The Waze Carpool service is now officially open to everyone in the 9 regional counties in and surrounding the Bay Area, and also throughout much of Northern California. An earlier pilot program with a more limited range is now over. Waze is reportedly now available all the way from Sacramento to Monterey (in addition to the Bay Area).
The Waze Carpool service also nabbed 3 new partner organizations — the Metropolitan Transportation Commission (MTC), the University of California at San Francisco (UCSF), and Kaiser Permanente. The idea is to provide easy carpooling options to those living in areas where public transit routes either don’t reach or are irregular.
As some background on the service for those not familiar with it, the Waze Carpool service isn’t intended so much as a competitor to on-demand ride services such as Uber and Lyft, but rather as a true ridesharing service. In other words, if you’re headed along a commonly used commuter route, then you can turn on the app and pick up a rider who’s headed to the same area — and thus reduce your commute costs.

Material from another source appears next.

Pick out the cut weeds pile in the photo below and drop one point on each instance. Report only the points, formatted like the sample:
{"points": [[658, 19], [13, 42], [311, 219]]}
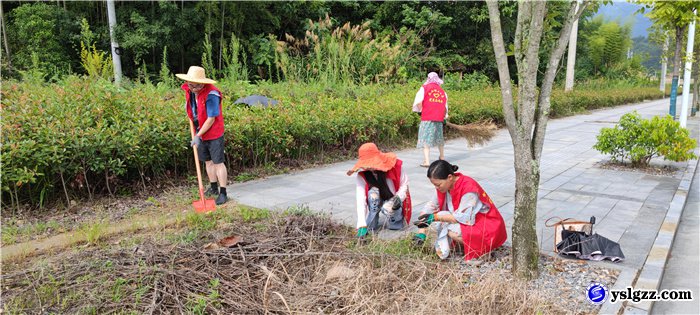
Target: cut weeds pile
{"points": [[282, 263]]}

The idea isn’t to use faux taxi drivers evaluated for their driving skills and whose vehicles are actually inspected — Uber & Lyft drivers who are then out roaming the streets to make some extra cash. No, the idea is to stimulate genuine ridesharing via a low cost to riders using the Waze Rider app (just the average federal mileage rate) and a slight bonus to the drivers (using the Waze app). In total, the drivers aren’t really expected to “make” much money since the cash is just supposed to help cover the cost of gas, maintenance, etc.
This is real, old-school carpooling — just with the convenience of a smartphone/app.
To make a point on the potential advantages of such a service here, there are possible emissions reductions, traffic might be reduced, and parking congestion might be reduced with this model. Whether these potential gains will be achieved or not is hard to tell at this point, but the motives behind the service make a lot of sense.